12VAC5-481-760. Conditions requiring individual monitoring of external and internal occupational dose.
Each licensee shall monitor exposures from sources of radiation at levels sufficient to demonstrate compliance with the occupational dose limits of this part. At a minimum:
1. Each licensee shall monitor occupational exposure to radiation from licensed and unlicensed radiation sources under the control of the licensee and shall supply and require the use of individual monitoring devices by:
a. Adults likely to receive, in one year from sources external to the body, a dose in excess of 10% of the limits in 12VAC5-481-640 A;
b. Minors likely to receive, in one year from radiation sources external to the body, a deep dose equivalent in excess of 100 millirem (1 mSv), a lens dose equivalent in excess of 150 millirem (1.5 mSv), or a shallow dose equivalent to the skin or to the extremities in excess of 500 millirem (5 mSv);
c. Declared pregnant women likely to receive, during the entire pregnancy, from radiation sources external to the body, a deep dose equivalent in excess of 100 millirem (1 mSv); and
d. Individuals entering a high or very high radiation area.
2. Each licensee shall monitor (see 12VAC5-481-670) the occupational intake of radioactive material by and assess the committed effective dose equivalent to:
a. Adults likely to receive, in one year, an intake in excess of 10% of the applicable ALIs in Table 1, Columns 1 and 2, of Appendix B to 10 CFR Part 20;
b. Minors likely to receive, in one year, a committed effective dose equivalent in excess of 100 millirem (1 mSv); and
c. Declared pregnant women likely to receive, during the entire pregnancy, a committed effective dose equivalent in excess of 100 millirem (1 mSv).
Statutory Authority
§ 32.1-229 of the Code of Virginia.
Historical Notes
Derived from Virginia Register Volume 22, Issue 25, eff. September 20, 2006; amended, Virginia Register Volume 24, Issue 18, eff. June 12, 2008; Volume 32, Issue 24, eff. August 25, 2016.

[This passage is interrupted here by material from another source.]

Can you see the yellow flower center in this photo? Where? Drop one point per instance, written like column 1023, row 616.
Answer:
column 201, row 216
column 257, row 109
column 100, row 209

12VAC5-481-770. Location of individual monitoring devices.
Each licensee or registrant shall ensure that individuals who are required to monitor occupational doses in accordance with 12VAC5-481-760 wear individual monitoring devices as follows:
1. An individual monitoring device used for monitoring the dose to the whole body shall be worn at the unshielded location of the whole body likely to receive the highest exposure. When a protective apron is worn, the location of the individual monitoring device is typically at the neck (collar);
2. An individual monitoring device used for monitoring the dose to an embryo/fetus of a declared pregnant woman, pursuant to 12VAC5-481-710, shall be located at the waist under any protective apron being worn by the woman;
3. An individual monitoring device used for monitoring the eye dose equivalent, to demonstrate compliance with 12VAC5-481-640, shall be located at the neck (collar), outside any protective apron being worn by the monitored individual, or at an unshielded location closer to the eye;
4. An individual monitoring device used for monitoring the dose to the extremities, to demonstrate compliance with 12VAC5-481-640, shall be worn on the extremity likely to receive the highest exposure. Each individual monitoring device shall be oriented to measure the highest dose to the extremity being monitored.
Statutory Authority
§ 32.1-229 of the Code of Virginia.
Historical Notes
Derived from Virginia Register Volume 22, Issue 25, eff. September 20, 2006.